动态分配2D数组

Question

My task is to make a 2D array 2xn from values given in A and B which have n elements.

I found this way to allocate memory for 2D array and it works but I don't understand if or why it is correct

int **tab2D(int A[],int B[],int n)
{
    int **newTab = malloc(n*sizeof(int*));
    newTab[0] = A;
    newTab[1] = B;
    return newTab;
}

I know there are other ways to do this but I'm curious about this one.

Answer 1

As I understand your code it should work like this.

int **tab2D(int A[],int B[],int n)

can be seen as

int **tab2D(int *A,int *B, int n)

so you pass pointers to the two arrays which are already allocated. You then allocate some memory for the pointers-to-pointers

 int **newTab = malloc(n*sizeof(int*));

which I think should be

 int **newTab = malloc(2*sizeof(int*));

instead, because you have A and B , which are both the same length n , I assume. Then you dereference the new pointer-to-pointers and assign the pointers to your arrays

newTab[0] = A;
newTab[1] = B;

which could be written as

*newTab = A;
*(newTab + 1) = B;

Answer 2

This is not a 2D array of int s, is an array of pointers to int .
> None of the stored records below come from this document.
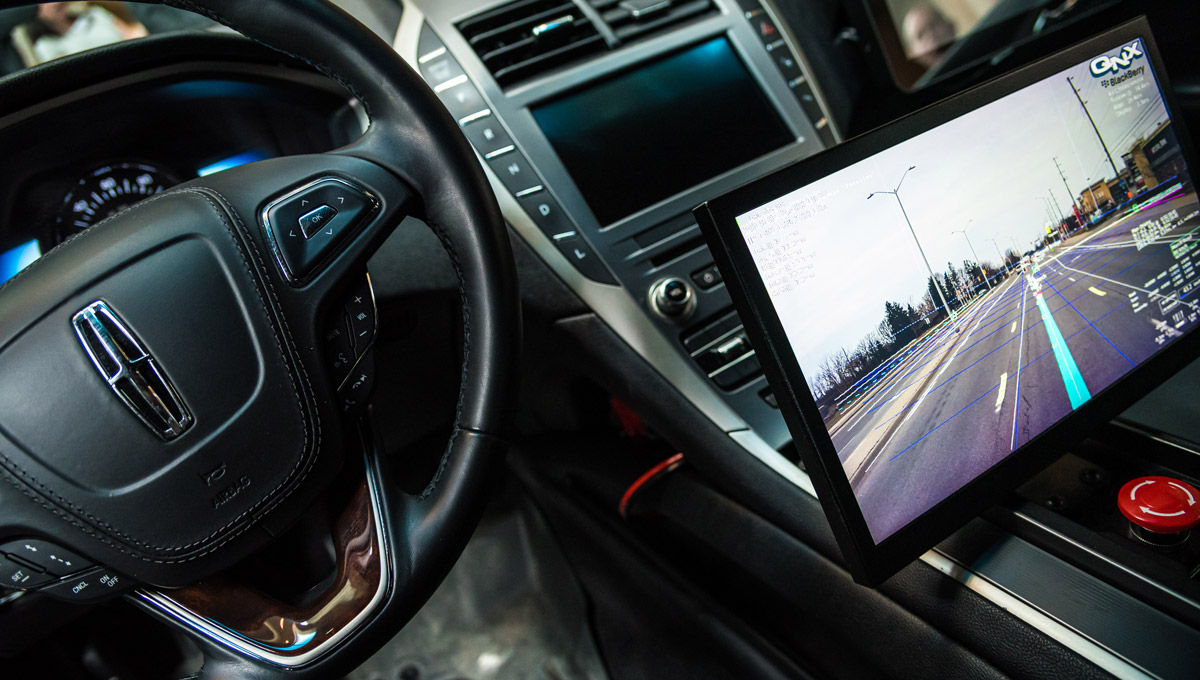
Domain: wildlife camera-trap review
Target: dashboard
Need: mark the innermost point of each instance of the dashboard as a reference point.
(81, 163)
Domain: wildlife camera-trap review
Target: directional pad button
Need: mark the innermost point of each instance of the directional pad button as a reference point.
(307, 224)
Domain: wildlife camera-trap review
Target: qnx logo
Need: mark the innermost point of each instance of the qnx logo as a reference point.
(1105, 65)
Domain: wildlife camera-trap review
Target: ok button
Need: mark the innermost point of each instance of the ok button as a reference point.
(315, 221)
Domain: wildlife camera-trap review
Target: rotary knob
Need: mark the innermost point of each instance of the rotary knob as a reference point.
(672, 299)
(1161, 510)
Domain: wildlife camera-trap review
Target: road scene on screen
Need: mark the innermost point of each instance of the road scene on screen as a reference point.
(955, 295)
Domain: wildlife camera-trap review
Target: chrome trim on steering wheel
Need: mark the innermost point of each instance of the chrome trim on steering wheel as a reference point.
(163, 605)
It works because each element of the array points to an address containing an array of int s

A similar code using the stack, just to show why it works:

int a[] = {1, 2};
int b[] = {3, 4};
int *arr[] = {a, b};

A real 2D array is supposed to work in contiguous areas (without fragmentation), you can use pointers to VLA's to achieve this:

int rows, cols;

scanf("%d %d", &rows, &cols);

int (*arr)[cols] = malloc(sizeof(int [rows][cols]));